Сестра не была хохотушкой, просто застрявшая в девичестве нянька своего брата. Не будучи артисткой, она тоже стала пайщицей театрального товарищества. Больше того, Морозов позаботился о том, чтобы и квартиру сняла рядом с его домом, где были все блага цивилизации: паровое отопление, канализация, телефон. Ничего удивительного, что нити этих благ протянулись ко всем соседям. Его умиляло, когда она писала брату о сущих пустяках:
«Я переехала на другую квартиру: две комнаты, светлая передняя, большая кухня, канализация и проведенная вода. За 28 рублей в месяц. Адрес: Спиридоновка. Рядом с Саввой Морозовым».
Книппер жила по-театральному неуютно, как за кулисами. Савву Тимофеевича подспудно грела мысль, что, приезжая иногда из Ялты, Чехов ведь и у сестры может остановиться. Этот смешной треугольник — жена-хохотушка, знаменитый больной писатель, хлопотунья сестра — может, и держался‑то благодаря ей. Пожертвовать своей личной жизнью ради брата? Мир праху Исаака Левитана — он поторопился на тот свет, когда Маша ему отказала. предварительно посоветовавшись с братом. Ему ли одному? Савва Тимофеевич так тесно сошелся с обеими женщинами, что мог и пошутить:
— Как мне выбрать между вами? Кого?
Книппер хохотала:
— Конечно меня! Я такая веселая!
Учительница Маша Чехова качала головой с высоко уложенными волосами:
— Меня, конечно. Я пресерьезнейшая дама.
А в результате.
Являлась непреходящая жалость к Чехову. И навязчивое, непонятное желание — поселить его рядом с собой, в Звенигородском уезде. Вот пойми самого себя!
Немало тому Маша поспособствовала. Не с ее ли пресерьезнейших подсказок Ольга загорелась этой мыслью — непременно присоединиться в Покровском? Мысли ее в это время были невеселые.
«У меня чепуха, каша в голове, так все и крутит. Вся я развинтилась. Свежести во мне нет. Истрепалась. Не понимаю, зачем живу. Надо ли так? Седею я. Как ни стараюсь быть вечно ровной и сдержанной, не могу. Мне надо и побушевать, и выплакаться, и пожаловаться — одним словом, облегчить свою душу, и тогда мне жизнь кажется лучше, свежее, все как‑то обновляется. Прежде у меня бывали такие полосы, а теперь не с кем поболтать, некому душу излить, и мне кажется, что я засыхаю вся, мне даже хочется быть злой и сухой. Это очень гадко.»

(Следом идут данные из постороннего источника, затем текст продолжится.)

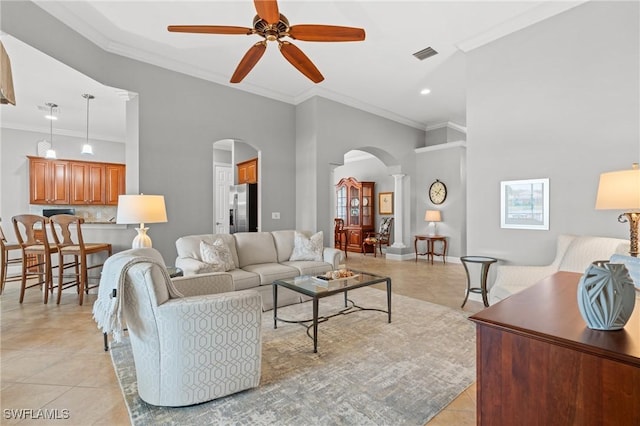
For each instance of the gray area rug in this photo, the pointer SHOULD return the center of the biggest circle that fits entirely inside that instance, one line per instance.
(366, 371)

Антон Павлович приехал в Москву, но она одна прибыла в Покровское. Все в рамках приличия: там были и Зинаида Григорьевна с детьми. Но гуляли они, конечно, вдвоем, по взгорьям над Истрой. Разговоры? Да о чем говорить, если она была хорошей актрисой, а он хорошим душеедом. Он не привык ханжить.

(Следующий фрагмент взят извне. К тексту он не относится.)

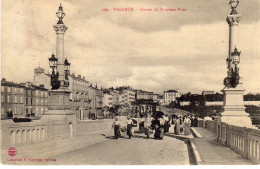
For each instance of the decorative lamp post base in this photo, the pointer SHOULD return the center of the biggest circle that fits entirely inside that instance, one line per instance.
(60, 116)
(234, 109)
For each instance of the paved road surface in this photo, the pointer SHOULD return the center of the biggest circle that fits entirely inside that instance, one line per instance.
(124, 151)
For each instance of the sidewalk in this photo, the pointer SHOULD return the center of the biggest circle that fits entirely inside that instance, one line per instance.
(53, 148)
(210, 152)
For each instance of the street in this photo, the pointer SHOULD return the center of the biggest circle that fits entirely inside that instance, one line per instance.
(124, 151)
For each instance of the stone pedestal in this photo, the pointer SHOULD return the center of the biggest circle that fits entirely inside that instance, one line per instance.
(61, 119)
(234, 109)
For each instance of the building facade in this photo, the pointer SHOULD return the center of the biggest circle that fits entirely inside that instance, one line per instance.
(12, 100)
(207, 92)
(108, 99)
(22, 100)
(170, 96)
(80, 97)
(143, 95)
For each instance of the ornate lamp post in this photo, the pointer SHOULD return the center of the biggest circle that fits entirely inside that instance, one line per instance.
(55, 83)
(235, 57)
(59, 103)
(67, 69)
(59, 109)
(234, 109)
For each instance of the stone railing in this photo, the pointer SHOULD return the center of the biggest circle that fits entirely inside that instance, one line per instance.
(20, 134)
(26, 133)
(245, 141)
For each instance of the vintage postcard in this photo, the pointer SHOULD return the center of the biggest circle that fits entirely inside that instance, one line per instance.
(130, 82)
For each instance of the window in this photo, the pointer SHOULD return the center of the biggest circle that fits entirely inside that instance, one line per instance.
(8, 99)
(3, 111)
(2, 98)
(15, 110)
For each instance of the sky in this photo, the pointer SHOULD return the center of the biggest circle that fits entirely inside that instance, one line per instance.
(148, 50)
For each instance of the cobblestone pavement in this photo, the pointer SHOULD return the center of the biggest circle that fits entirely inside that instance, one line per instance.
(124, 151)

— Вам, Ольга Леонардовна, мужика надо.
— Но у меня Антон.
— Я говорю про настоящего мужика. Чтобы детишки завелись, и все такое. Антон Павлович. славный товарищ и друг, поверьте, я люблю его, но я ведь не женщина. Как быть с ним женщине, просто женщине, бабе, если хотите, как вот.
— Как я?
— Милая Ольга, не заставляйте меня договаривать. Привозите‑ка лучше сюда Антона Павловича. Авось?..
Как уж ей удалось уговорить Чехова, но некая искра и в его душе пробежала. Привыкший изливать свои мысли в письмах, он пишет Марии в Ялту:
«Около десятого июня поеду в Звенигород, оттуда в Новый Иерусалим. Около Морозова продается небольшое имение в двадцать десятин, Ольга смотрела, ей очень понравилось. Поеду и я посмотрю…»
Он начал готовиться к приему гостей.